O. Blaza powiedział, że na uroczystość Bożego Narodzenia w centrum cerkwi grekokatolickiej na stoliku przed ikonostasem zwanym tetradopodem wystawiana jest ikona Narodzenia Pańskiego, a w święto Objawienia Pańskiego ikona przedstawiająca chrzest Jezusa w Jordanie.
Duchowny podkreślił, że wierni Kościoła grekokatolickiego nie tyle podchodzą do udziału w liturgii jako do spełnienia obowiązku, a bardziej przychodzą z potrzeby serca. Natomiast dużo ważniejsze jest dla nich przestrzeganie obowiązku postu niż dla wiernych rzymskokatolickich.
O. dr hab. Marek Blaza jest autorem licznych artykułów z dziedziny teologii i liturgii, zwłaszcza dotyczących Kościołów wschodnich, zarówno katolickich, jak i prawosławnych. Jest też duszpasterzem akademickim dla młodzieży studenckiej obrządku greckokatolickiego (bizantyjsko-ukraińskiego) w Warszawie. W 2017 roku pełnił funkcję kaznodziei Synodu Biskupów Ukraińskiego Kościoła Greckokatolickiego w Brzuchowicach koło Lwowa.
Wspólny list biskupów kościoła grekokatolickiego w Polsce
Biskupi kościoła grekokatolickiego w Polsce: Włodzimierz Juszczak z eparchii wrocławsko-koszalińskiej, Eugeniusz Popowicz z eparchii przemysko-warszawskiej i Arkadiusz Trochanowski z eparchii olsztyńsko-gdańskiej z okazji Bożego Narodzenia napisali wspólny list do wiernych. Proszą w nim m.in., by nie zapominać o ludziach, którzy z powodu wojny znaleźli się w potrzebie.
Świąteczne przesłanie biskupów cerkwi greckokatolickiej w Polsce zamieścił w mediach społecznościowych bp Arkadiusz Trochanowski, zwierzchnik eparchii olsztyńsko-gdańskiej. We wstępie listu zwierzchnicy trzech diecezji grekokatolickich tego kościoła w Polsce zaznaczyli, że zwracają się zarówno do potomków wysiedlonych w Akcji „Wisła”, którzy stanowią dziś trzon wiernych tego kościoła, jak i do tych, którzy do Polski przyjechali z Ukrainy.
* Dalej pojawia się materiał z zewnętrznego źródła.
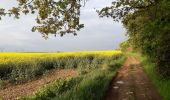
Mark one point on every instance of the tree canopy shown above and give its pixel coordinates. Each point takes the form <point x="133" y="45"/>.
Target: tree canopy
<point x="148" y="26"/>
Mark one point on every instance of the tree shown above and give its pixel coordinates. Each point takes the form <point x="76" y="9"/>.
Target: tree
<point x="148" y="28"/>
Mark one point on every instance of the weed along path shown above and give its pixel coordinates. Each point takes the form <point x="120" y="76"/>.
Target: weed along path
<point x="26" y="89"/>
<point x="132" y="83"/>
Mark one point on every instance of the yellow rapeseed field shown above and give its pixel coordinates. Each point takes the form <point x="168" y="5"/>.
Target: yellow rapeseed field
<point x="6" y="57"/>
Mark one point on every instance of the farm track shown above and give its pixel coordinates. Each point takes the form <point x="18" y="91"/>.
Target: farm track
<point x="131" y="83"/>
<point x="26" y="89"/>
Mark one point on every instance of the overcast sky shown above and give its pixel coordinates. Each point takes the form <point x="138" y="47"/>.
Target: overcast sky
<point x="98" y="34"/>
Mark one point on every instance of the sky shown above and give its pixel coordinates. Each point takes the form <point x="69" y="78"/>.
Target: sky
<point x="98" y="33"/>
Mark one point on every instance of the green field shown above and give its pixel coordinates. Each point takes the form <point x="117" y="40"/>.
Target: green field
<point x="95" y="71"/>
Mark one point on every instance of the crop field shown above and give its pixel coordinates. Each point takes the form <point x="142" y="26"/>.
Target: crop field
<point x="95" y="71"/>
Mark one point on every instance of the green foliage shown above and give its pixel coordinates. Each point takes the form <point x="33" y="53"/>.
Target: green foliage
<point x="147" y="24"/>
<point x="90" y="86"/>
<point x="161" y="84"/>
<point x="125" y="45"/>
<point x="26" y="69"/>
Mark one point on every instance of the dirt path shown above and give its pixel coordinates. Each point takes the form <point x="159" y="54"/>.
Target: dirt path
<point x="132" y="83"/>
<point x="12" y="92"/>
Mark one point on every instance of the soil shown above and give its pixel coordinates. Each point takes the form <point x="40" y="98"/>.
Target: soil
<point x="131" y="83"/>
<point x="14" y="91"/>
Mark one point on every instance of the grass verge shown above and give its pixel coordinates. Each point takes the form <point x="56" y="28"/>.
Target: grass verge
<point x="162" y="85"/>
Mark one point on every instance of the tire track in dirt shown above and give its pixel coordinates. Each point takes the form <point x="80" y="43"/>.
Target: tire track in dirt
<point x="26" y="89"/>
<point x="131" y="83"/>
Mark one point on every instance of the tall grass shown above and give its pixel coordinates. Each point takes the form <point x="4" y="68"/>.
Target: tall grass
<point x="90" y="86"/>
<point x="162" y="85"/>
<point x="19" y="67"/>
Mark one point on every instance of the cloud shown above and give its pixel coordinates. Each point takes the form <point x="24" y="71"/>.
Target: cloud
<point x="98" y="34"/>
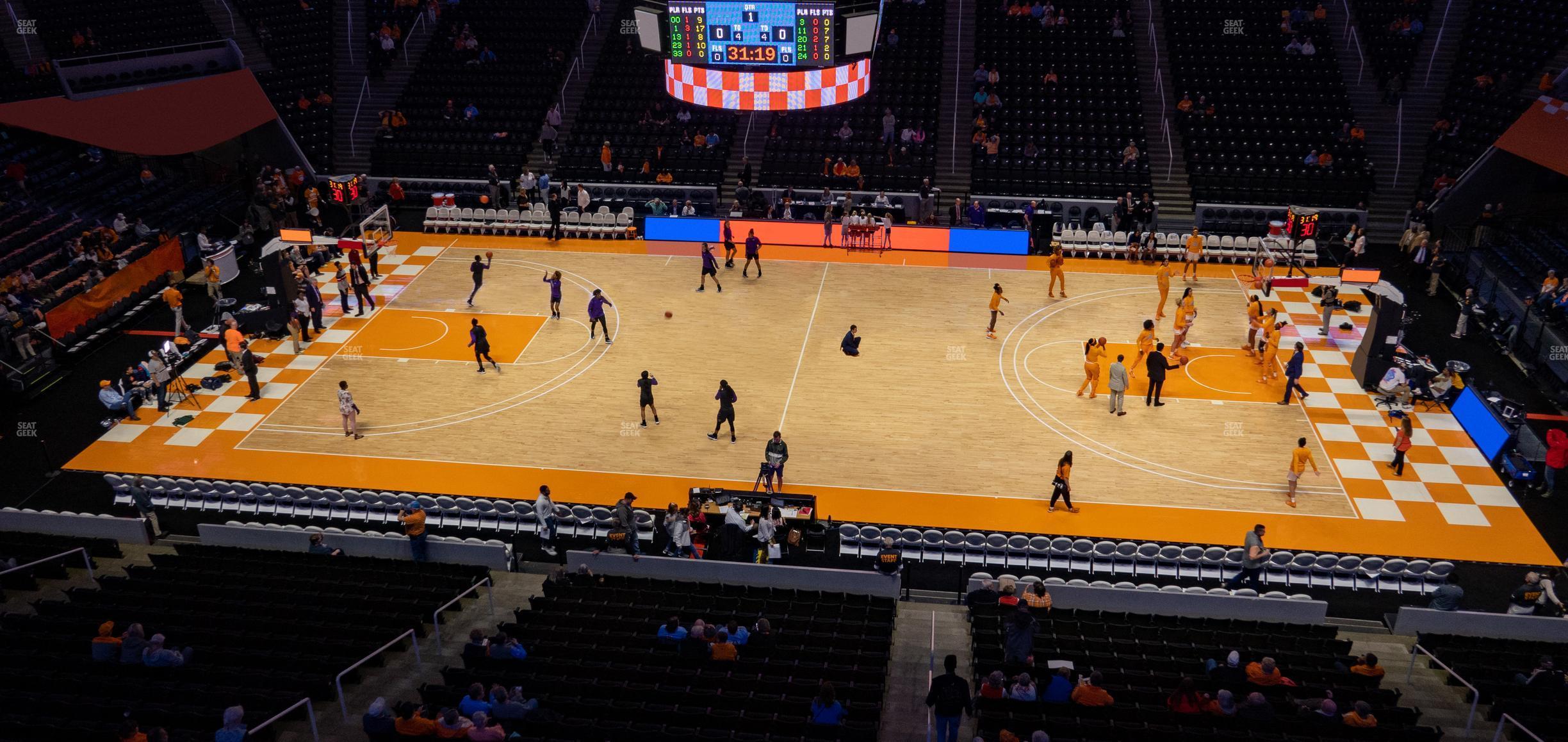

Mamy na myśli tych, którzy znaleźli się tu uciekając przed krwawą wojną, która przetacza się przez ukraińską ziemię (…) i tych, którzy przyjechali jeszcze przed wojną szukając miejsca do pracy i miejsca do życia
— napisali zwierzchnicy trzech eparchii.
Choć na ukraińskiej ziemi trwa krwawa wojna, to przyjście na świat Chrystusa wnosi w nasze serca nadzieję na zwycięstwo nad złem, diabłem i nad powrotem na świat prawdziwego Bożego Pokoju. Tego życzymy wszystkim, całemu naszemu narodowi i wszystkim ludziom
— czytamy w liście, w którym biskupi apelują do wiernych o religijne przeżywanie Świąt.
Wiele miejsca biskupi grekokatoliccy poświęcili w liście trwającej w Ukrainie wojnie i temu, jak wpływa ona na rozpoczynające się w tym kościele Boże Narodzenie.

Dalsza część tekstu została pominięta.